Helmut Kohl, scomparso a 87 anni, era il padre della riunificazione tedesca, allo stesso modo con cui Konrad Adenauer lo era della rinascita democratica della Germania. Due grandi leader per i due fondamentali momenti della vita del Paese degli ultimi settanta anni.

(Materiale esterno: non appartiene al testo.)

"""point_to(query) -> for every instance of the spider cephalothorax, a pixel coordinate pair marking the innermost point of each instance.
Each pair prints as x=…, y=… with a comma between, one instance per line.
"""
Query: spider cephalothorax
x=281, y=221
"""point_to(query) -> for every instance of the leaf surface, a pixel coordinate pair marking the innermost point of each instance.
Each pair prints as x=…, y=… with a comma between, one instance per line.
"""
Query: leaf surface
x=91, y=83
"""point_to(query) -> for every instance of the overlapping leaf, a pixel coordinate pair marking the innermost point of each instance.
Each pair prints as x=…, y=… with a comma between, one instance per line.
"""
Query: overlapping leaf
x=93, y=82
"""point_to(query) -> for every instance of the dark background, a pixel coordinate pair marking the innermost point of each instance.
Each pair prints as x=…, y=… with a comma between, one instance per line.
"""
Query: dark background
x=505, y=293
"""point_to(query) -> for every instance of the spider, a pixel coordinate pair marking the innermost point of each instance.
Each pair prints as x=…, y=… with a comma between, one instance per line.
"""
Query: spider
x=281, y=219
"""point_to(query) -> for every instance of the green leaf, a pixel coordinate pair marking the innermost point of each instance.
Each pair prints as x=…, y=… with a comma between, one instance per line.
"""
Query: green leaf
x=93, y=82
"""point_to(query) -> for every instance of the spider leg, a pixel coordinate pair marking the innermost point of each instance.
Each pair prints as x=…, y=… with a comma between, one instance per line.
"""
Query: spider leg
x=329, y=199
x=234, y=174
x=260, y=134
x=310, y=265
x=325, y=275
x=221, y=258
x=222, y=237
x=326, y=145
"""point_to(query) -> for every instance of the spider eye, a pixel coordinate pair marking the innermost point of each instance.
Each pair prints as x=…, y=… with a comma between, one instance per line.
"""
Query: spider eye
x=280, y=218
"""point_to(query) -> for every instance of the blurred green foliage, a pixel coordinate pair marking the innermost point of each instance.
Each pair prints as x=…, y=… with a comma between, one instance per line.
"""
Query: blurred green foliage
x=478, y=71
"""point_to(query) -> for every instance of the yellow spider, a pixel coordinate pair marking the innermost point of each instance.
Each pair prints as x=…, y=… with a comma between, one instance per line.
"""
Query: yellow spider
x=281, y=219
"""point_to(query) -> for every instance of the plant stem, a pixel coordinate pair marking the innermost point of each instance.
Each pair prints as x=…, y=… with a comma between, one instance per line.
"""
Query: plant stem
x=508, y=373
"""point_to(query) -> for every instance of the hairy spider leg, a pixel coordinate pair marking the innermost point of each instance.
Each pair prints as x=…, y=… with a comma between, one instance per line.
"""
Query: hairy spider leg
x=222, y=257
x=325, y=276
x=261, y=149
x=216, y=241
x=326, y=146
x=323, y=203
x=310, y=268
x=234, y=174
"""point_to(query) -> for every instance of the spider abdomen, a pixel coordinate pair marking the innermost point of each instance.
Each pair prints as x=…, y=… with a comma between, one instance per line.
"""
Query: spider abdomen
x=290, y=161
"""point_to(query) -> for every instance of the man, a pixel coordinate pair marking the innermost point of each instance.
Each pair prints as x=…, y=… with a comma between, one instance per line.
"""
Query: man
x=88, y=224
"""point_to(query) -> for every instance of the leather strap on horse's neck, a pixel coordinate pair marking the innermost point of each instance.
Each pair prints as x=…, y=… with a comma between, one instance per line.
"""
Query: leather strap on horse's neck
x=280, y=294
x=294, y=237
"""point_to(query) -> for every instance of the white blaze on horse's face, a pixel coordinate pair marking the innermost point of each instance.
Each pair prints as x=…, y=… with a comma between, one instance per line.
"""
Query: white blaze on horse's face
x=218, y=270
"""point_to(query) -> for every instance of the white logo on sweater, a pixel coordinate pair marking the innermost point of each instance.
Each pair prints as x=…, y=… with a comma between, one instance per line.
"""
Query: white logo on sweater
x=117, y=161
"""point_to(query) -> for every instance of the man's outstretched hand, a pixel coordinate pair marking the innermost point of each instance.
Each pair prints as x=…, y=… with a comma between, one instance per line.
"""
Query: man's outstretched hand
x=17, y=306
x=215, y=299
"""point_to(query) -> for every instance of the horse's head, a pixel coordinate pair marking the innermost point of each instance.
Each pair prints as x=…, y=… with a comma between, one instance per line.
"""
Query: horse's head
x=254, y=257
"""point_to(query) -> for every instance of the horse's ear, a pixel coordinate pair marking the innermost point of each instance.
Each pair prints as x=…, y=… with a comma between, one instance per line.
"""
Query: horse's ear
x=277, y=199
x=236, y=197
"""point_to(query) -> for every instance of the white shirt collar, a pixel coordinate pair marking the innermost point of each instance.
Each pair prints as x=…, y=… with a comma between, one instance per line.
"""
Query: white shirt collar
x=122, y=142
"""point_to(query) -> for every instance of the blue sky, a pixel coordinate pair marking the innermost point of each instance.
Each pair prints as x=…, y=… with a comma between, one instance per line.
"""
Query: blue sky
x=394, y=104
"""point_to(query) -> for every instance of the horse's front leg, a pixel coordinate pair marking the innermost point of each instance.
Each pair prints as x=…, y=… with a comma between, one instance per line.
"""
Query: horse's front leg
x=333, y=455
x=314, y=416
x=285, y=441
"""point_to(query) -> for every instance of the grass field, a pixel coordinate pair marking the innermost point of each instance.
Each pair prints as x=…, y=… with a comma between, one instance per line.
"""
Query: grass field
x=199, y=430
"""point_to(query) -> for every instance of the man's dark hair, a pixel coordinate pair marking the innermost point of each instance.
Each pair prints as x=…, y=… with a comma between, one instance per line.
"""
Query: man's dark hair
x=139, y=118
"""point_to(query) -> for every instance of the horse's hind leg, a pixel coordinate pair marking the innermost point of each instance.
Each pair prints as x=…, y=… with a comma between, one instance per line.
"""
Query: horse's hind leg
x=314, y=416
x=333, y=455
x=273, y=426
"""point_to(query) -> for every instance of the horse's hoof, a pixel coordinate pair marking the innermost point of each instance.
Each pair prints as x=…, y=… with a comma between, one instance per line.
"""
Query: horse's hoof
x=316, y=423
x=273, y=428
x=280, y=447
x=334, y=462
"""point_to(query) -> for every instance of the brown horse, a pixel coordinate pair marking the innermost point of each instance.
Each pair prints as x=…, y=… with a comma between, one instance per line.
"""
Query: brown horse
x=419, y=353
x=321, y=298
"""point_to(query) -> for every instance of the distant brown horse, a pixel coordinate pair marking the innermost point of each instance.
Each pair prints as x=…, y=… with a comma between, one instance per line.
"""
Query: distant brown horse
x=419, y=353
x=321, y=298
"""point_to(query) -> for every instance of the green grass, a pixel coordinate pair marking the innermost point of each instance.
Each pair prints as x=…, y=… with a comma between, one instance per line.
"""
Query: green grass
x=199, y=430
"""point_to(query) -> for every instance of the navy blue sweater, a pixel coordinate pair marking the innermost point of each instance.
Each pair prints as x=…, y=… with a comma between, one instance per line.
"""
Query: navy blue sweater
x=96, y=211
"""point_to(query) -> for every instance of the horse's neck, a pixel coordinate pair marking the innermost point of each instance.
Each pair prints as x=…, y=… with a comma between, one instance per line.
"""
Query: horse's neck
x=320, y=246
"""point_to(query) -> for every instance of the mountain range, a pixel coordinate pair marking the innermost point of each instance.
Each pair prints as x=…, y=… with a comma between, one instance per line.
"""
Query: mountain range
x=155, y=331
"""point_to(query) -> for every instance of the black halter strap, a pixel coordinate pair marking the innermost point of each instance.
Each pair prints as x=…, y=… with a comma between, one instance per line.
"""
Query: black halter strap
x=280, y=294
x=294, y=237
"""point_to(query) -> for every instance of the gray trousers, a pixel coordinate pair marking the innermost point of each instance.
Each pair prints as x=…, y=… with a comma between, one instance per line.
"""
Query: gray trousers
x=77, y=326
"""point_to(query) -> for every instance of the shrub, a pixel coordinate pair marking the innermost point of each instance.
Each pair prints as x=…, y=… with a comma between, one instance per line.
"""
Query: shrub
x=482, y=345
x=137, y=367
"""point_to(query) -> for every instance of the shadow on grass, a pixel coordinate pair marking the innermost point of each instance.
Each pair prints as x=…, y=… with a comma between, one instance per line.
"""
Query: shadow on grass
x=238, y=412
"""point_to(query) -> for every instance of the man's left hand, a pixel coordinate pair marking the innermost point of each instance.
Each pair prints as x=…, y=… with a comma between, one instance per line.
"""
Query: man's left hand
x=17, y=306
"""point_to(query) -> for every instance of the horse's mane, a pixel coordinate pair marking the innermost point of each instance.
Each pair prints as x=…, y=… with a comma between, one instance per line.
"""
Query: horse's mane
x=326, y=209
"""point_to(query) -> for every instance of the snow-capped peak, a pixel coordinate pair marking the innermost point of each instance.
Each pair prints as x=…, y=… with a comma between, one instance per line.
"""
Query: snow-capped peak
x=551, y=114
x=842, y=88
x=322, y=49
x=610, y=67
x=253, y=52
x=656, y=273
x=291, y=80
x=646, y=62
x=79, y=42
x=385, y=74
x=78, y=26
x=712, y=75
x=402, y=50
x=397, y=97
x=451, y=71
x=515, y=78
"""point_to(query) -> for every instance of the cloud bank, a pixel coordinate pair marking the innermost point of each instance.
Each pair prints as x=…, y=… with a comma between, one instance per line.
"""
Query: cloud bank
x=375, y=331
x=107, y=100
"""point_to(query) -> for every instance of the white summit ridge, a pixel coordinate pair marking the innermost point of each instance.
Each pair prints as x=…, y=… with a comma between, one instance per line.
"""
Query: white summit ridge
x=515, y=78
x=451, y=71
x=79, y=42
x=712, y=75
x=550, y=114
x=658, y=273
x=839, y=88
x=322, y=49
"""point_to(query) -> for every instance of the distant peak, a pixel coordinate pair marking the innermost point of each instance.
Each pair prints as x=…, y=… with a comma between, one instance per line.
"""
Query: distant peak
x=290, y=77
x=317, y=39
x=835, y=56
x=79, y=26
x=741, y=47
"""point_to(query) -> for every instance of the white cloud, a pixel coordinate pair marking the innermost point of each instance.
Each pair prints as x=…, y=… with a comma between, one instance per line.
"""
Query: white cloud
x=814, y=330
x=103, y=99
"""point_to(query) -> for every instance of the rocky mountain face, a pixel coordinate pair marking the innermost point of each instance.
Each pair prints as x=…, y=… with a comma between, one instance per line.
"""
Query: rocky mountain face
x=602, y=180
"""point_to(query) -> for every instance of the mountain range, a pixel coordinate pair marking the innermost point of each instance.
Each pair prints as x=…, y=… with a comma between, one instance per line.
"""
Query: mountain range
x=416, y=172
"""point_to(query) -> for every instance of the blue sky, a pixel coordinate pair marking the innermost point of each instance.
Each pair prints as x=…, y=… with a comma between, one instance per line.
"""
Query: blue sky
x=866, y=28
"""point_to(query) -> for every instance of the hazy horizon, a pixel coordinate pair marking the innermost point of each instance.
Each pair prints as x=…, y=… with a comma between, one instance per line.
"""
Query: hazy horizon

Kohl fu l’uomo che nel 1989, pochi giorni dopo la caduta del muro di Berlino, volle superare quell’innaturale divisione, tra Germania Est e Germania Ovest, ultimo visibile retaggio del Secondo conflitto mondiale. E così in breve tempo, cogliendo davvero l’attimo fuggente della storia, quel cancelliere sino ad allora alquanto grigio e poco carismatico, si trasformò nel grande leader della nuova Germania unita. Kohl riuscì a rassicurare l’Unione sovietica, guidata da Michail Gorbaciov, che la sua Germania aveva ben altre ambizioni che non cullarsi in un revanscismo ormai superato. E lo stesso fece con la Polonia, chiudendo per sempre il contenzioso sulle frontiere, lasciato ancora in sospeso ad oltre quarant’anni dalla fine della guerra. La Slesia, la Prussia e la Pomerania, regioni storicamente tedesche, abbandonate con l’arrivo dell’Armata rossa anche a prezzo di un drammatico esodo della popolazione civile, appartenevano di diritto ormai ai polacchi e il vero avvenire dei popoli europei non stava più in un retrivo, e pericoloso, nazionalismo ma nel grande progetto di unificazione dell’Europa.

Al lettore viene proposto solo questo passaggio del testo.